Indeed, non-trivial patterns are also found in correlations of native frequencies of linked oscillators. We illustrate them in panels (c) and (d) as average and variance of the distribution of native frequencies of nodes with given native frequencies. A richer picture is obtained by visualizations of the *ω* − *ω* correlation matrices in which is recorded the probability that a node of native frequency *ω*_{1} is linked in the evolved network to a node of native frequency *ω*_{2}, c.f. Fig. 3g–i. Here the *x*-axis denotes the ‘control’ node label for the frequency, as it seeks to drag the collective frequency to it, whereas the *y* – axis denotes the ‘receive’ node label. As observed before^{20,22,24}, arrangements are generally anti-correlated for synchrony-enhanced networks, see panels (g) and (i) in which most probability mass is concentrated in the 2nd and 4th quadrant, but have failed to evolve towards a clear pattern in the un-synchronized networks, c.f. panel (h). Correlation patterns are further distinct for competitively evolved and optimized networks. In the former case, nodes with native frequency *ω* almost exclusively receive input from other nodes with native frequency in a narrow band of frequencies around −sgn(*ω*)(1 − |*ω*|); within this, nodes with *ω* ≈ 0 in the center are controlled and controlling nodes with *ω* = ±1 at the boundary of the native frequency distribution (hence also the strong peak in variance in panel (d) and the plateau in the dependence of 〈*k*_{in}〉 on *ω* in panel (b)). This connection pattern, which is also related to enhanced frequencies of reciprocated links (see Fig. 3e), arises from the particular way in which clusters of synchronized nodes can grow under the competitive rewiring dynamics. Such clusters initially mostly consist of oscillators in the center of the native frequency distribution, and then broaden out to include oscillators further and further away from the mean (see Supplementary Fig. S3 for more details).
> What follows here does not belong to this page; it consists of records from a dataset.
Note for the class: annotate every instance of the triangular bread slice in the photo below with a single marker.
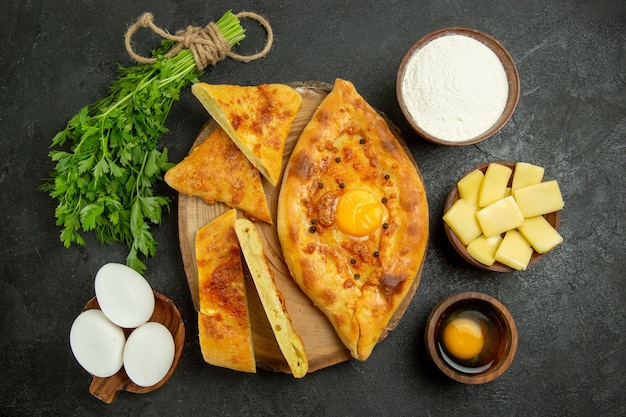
(257, 118)
(271, 297)
(223, 320)
(216, 170)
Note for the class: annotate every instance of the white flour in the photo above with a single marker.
(455, 88)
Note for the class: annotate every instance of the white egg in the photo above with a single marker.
(148, 354)
(124, 296)
(97, 344)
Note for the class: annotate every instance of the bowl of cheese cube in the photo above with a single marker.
(504, 216)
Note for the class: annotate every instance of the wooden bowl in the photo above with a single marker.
(505, 339)
(553, 218)
(509, 67)
(166, 313)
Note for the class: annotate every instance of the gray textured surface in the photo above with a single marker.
(59, 56)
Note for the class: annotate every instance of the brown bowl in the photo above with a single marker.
(509, 67)
(166, 313)
(553, 218)
(502, 337)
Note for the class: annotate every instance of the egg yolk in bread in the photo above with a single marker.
(359, 213)
(463, 338)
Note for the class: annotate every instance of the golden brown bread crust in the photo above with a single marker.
(223, 321)
(216, 170)
(257, 118)
(288, 339)
(357, 282)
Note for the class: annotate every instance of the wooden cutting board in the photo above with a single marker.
(322, 345)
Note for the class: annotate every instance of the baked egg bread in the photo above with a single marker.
(271, 298)
(216, 170)
(257, 118)
(223, 319)
(352, 218)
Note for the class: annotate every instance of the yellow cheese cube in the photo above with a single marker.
(499, 217)
(461, 218)
(494, 184)
(526, 174)
(483, 249)
(469, 186)
(540, 234)
(539, 199)
(514, 251)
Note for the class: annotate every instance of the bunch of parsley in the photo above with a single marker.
(104, 181)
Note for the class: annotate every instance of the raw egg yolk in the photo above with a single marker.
(463, 338)
(359, 213)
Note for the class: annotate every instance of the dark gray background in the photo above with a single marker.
(57, 56)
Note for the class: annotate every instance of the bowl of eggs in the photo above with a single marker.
(471, 337)
(503, 216)
(457, 86)
(128, 337)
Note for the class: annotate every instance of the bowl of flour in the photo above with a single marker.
(457, 86)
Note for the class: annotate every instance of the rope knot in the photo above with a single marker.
(207, 45)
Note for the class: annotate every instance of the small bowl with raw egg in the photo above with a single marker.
(503, 216)
(128, 337)
(471, 337)
(457, 86)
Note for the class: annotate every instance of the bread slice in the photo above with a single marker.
(216, 170)
(257, 118)
(223, 320)
(272, 300)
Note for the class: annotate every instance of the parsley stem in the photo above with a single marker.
(104, 183)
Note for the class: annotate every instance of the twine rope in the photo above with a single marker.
(207, 45)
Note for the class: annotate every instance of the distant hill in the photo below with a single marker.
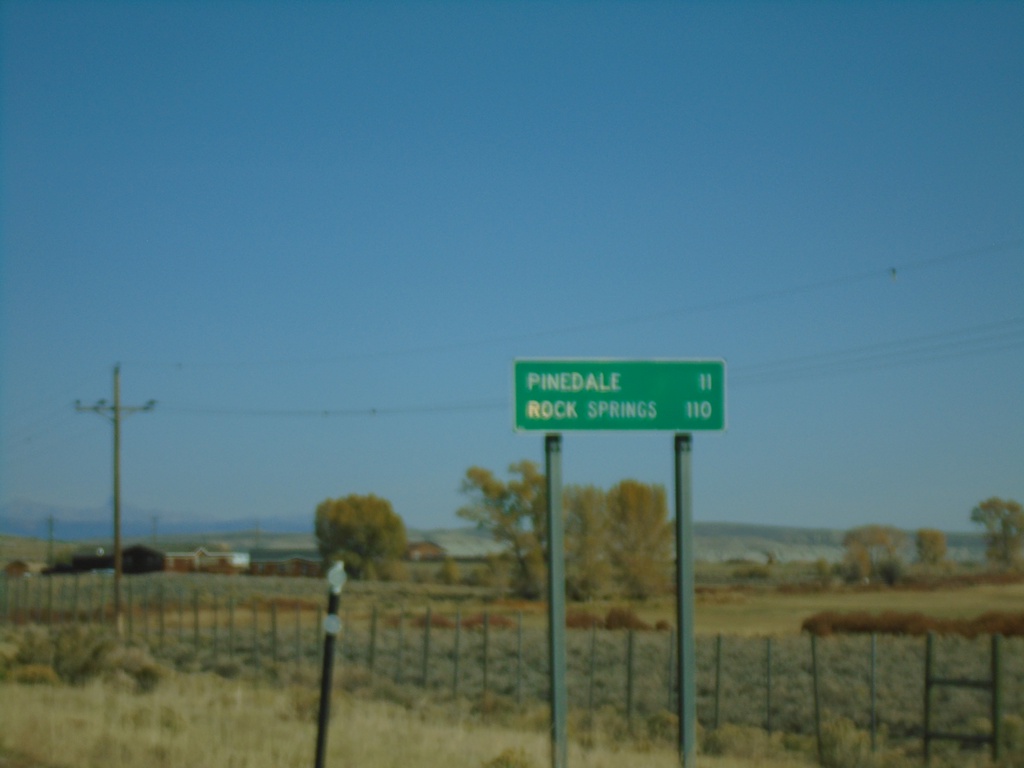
(715, 542)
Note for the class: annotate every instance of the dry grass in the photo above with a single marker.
(201, 720)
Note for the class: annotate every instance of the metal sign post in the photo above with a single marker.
(556, 600)
(332, 626)
(613, 394)
(686, 657)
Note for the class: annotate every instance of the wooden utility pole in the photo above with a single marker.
(114, 413)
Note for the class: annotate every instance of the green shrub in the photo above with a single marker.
(845, 747)
(35, 674)
(138, 666)
(81, 653)
(624, 619)
(35, 646)
(738, 741)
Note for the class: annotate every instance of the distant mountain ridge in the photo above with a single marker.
(714, 542)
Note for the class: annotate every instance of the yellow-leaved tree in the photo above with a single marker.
(363, 530)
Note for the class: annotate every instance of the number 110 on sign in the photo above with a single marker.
(620, 394)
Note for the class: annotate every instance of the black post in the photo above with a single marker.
(685, 651)
(332, 626)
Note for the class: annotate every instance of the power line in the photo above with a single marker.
(887, 273)
(963, 342)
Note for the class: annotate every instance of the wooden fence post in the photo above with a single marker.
(372, 657)
(426, 649)
(630, 640)
(298, 636)
(718, 680)
(273, 633)
(196, 620)
(400, 650)
(230, 627)
(817, 692)
(455, 652)
(486, 642)
(875, 721)
(518, 662)
(768, 685)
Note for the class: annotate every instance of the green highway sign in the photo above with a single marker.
(608, 394)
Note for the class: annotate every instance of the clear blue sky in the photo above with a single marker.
(318, 235)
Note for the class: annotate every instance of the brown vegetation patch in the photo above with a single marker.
(290, 603)
(897, 623)
(581, 620)
(495, 621)
(624, 619)
(436, 620)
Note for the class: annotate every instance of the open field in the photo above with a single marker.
(747, 610)
(473, 660)
(206, 721)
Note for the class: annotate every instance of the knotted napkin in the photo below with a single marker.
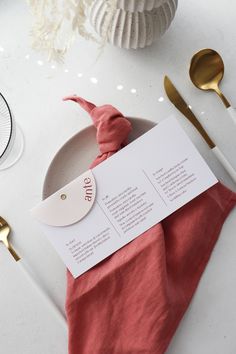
(133, 301)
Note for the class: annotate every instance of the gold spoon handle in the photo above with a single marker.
(222, 97)
(13, 252)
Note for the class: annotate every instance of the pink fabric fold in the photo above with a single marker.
(133, 301)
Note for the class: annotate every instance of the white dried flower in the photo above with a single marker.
(57, 23)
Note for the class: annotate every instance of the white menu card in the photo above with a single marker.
(115, 202)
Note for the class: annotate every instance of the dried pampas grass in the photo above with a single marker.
(57, 23)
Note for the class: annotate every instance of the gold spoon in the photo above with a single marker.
(5, 230)
(206, 72)
(4, 233)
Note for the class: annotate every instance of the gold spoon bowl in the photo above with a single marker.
(206, 72)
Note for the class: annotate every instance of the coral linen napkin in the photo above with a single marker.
(133, 301)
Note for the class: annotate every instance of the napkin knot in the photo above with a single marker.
(112, 127)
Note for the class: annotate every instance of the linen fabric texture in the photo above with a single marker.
(133, 301)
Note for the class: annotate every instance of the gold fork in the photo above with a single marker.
(5, 230)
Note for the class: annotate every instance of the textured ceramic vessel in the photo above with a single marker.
(138, 5)
(145, 22)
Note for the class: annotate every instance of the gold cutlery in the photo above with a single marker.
(206, 72)
(5, 231)
(175, 97)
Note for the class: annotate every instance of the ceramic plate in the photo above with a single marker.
(5, 125)
(76, 155)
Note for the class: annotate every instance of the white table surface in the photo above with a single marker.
(35, 93)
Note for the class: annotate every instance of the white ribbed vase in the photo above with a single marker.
(146, 21)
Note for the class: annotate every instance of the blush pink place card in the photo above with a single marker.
(115, 202)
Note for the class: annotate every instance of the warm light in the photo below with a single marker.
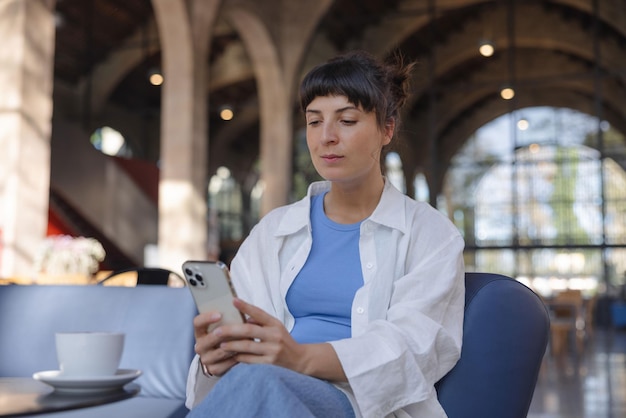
(486, 49)
(156, 79)
(522, 124)
(507, 93)
(226, 113)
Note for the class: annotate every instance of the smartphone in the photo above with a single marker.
(212, 290)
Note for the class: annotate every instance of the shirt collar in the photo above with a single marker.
(390, 211)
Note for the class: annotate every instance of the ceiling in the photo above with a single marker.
(566, 53)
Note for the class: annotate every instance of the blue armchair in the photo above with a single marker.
(505, 335)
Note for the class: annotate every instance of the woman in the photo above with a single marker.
(355, 293)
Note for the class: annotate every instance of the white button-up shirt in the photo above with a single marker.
(407, 319)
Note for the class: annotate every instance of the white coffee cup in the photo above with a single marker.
(88, 354)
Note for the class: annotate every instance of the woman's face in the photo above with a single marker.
(344, 141)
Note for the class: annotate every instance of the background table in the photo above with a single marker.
(24, 396)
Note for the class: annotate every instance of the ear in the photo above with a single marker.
(390, 127)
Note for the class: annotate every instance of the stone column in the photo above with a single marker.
(27, 32)
(184, 30)
(276, 42)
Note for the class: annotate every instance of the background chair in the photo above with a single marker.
(143, 275)
(505, 335)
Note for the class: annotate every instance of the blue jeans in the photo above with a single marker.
(263, 390)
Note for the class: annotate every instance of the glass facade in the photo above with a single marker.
(546, 205)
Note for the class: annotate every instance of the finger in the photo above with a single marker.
(256, 315)
(237, 347)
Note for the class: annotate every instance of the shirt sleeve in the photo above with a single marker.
(396, 361)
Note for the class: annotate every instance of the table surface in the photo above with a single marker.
(24, 396)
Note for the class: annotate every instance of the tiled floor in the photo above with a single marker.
(589, 385)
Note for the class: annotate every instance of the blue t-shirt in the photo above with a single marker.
(320, 297)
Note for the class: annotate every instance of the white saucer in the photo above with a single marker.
(90, 384)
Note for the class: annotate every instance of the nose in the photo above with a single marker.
(329, 134)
This leads to the following picture of influence maximization. Oscillators generally tend to enhance their influence by linking to nodes with a large negative frequency distance. Further, nodes with many incoming links are more difficult to influence than nodes with lower in-degree. Thus, a node’s attractiveness to acquire new connections is a trade-off between its native frequency gap to the target and its in-degree. Consequently, starting from a synchronized seed cluster of nodes with close to zero native frequency, nodes within the cluster initially tend to link to nodes at the extreme end of the frequency distribution. Nodes not yet part of the synchronized cluster can enhance their influence in two ways. The first is by establishing connections to other nodes with maximum native frequency gap, even if these might not be strongly enough connected to the synchronized cluster to influence it. Alternatively, their influence can be enhanced by linking to nodes within the synchronized cluster, thus being able to change the average rhythm of this cluster. What emerges is a trade-off between frequency gap maximization and linking to large synchronized clusters, in that links to nodes in the synchronized cluster with maximized frequency gap are reciprocated. When in-degrees of the farthest off-center nodes have saturated, the next generation of close-to-center native frequency nodes recruited into the synchronized cluster will establish connections to nodes slightly off the extremes of the native frequency distribution, and so on, explaining the correlations shown in Fig. 3f.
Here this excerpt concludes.